7. Comparative Analysis, Limitations, and Implications
InternVL 2.5-1B sets a strong baseline for 1 B-parameter multimodal models, markedly improving over previous InternVL releases and comparable compact MLLMs such as DeepSeek-VL-1.3B and MiniCPM-V-3B (Gao et al., 2024). However, performance remains bounded by model scale—closed-source systems at comparable parameter count retain a 15–30 point advantage on flagship benchmarks.

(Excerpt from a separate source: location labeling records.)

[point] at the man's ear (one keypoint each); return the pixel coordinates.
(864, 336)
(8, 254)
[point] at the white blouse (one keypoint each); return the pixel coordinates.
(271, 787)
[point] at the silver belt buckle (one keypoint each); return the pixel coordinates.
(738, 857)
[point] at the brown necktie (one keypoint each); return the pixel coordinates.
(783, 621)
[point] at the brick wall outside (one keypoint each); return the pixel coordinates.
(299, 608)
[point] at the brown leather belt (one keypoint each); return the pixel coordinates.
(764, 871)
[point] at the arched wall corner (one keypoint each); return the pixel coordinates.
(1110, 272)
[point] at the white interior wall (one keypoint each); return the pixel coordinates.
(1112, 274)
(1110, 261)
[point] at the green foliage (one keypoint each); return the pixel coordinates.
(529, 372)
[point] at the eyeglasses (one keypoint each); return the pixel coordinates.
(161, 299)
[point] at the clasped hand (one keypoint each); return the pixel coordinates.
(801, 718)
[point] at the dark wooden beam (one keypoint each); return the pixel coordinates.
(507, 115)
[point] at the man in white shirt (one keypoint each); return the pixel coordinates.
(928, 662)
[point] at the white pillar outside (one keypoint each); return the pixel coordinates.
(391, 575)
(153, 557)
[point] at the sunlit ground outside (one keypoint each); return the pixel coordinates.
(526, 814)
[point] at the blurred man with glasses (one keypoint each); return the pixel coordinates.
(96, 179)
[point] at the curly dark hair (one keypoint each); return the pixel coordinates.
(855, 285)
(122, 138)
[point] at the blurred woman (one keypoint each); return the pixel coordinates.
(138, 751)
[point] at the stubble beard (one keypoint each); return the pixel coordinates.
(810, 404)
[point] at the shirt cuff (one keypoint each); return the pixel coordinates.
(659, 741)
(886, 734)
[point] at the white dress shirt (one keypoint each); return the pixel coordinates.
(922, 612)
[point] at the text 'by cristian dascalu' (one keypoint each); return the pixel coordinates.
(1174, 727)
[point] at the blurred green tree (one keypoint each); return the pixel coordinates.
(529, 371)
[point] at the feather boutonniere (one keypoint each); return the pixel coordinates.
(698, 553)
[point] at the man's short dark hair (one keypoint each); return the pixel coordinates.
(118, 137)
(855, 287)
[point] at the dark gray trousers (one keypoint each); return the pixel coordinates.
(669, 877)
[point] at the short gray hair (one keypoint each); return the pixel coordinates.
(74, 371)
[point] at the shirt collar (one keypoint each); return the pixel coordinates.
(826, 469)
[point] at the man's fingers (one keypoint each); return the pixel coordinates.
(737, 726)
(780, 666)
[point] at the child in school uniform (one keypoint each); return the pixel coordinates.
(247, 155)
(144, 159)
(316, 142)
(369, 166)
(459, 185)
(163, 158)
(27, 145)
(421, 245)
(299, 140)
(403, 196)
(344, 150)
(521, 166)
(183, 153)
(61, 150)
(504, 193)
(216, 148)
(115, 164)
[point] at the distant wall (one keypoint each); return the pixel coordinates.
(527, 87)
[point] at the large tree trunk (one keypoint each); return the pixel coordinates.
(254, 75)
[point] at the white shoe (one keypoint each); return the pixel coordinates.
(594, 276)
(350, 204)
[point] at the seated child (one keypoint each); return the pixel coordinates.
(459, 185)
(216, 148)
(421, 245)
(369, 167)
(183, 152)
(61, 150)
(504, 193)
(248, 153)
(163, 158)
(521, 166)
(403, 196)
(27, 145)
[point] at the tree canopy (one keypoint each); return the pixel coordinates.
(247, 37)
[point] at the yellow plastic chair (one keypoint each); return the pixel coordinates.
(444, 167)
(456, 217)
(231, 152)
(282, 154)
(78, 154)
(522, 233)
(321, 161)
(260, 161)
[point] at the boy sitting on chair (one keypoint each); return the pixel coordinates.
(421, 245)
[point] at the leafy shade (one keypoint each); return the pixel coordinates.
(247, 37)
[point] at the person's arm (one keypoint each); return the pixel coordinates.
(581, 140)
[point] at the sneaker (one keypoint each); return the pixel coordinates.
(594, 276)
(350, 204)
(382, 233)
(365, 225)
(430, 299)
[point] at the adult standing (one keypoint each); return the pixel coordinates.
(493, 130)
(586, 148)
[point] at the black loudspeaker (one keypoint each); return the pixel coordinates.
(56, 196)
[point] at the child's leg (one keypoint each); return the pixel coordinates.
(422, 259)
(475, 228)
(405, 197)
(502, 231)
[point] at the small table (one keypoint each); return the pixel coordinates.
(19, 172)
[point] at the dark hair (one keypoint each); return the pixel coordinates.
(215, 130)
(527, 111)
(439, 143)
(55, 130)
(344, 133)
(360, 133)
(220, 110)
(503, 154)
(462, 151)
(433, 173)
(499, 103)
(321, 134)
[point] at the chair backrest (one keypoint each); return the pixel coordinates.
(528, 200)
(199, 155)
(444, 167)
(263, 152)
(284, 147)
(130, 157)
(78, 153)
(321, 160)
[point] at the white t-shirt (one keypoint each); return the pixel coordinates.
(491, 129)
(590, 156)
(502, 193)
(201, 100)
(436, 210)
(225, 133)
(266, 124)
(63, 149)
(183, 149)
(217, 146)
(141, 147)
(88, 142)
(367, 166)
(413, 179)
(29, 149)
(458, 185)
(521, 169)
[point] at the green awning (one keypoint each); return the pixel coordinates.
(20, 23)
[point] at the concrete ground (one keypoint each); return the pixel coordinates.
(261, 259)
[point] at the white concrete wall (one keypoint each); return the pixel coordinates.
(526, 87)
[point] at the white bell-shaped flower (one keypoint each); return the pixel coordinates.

The use of high-fidelity distillation, dynamic resolution tiling, instruction tuning, and test-time reasoning collectively highlight pathways for continued progress in scalable, efficient open-source multimodal AI. A plausible implication is that further advances in architecture, data quality, and adaptive inference could reduce the reliance on large-scale proprietary models for state-of-the-art visual-linguistic reasoning.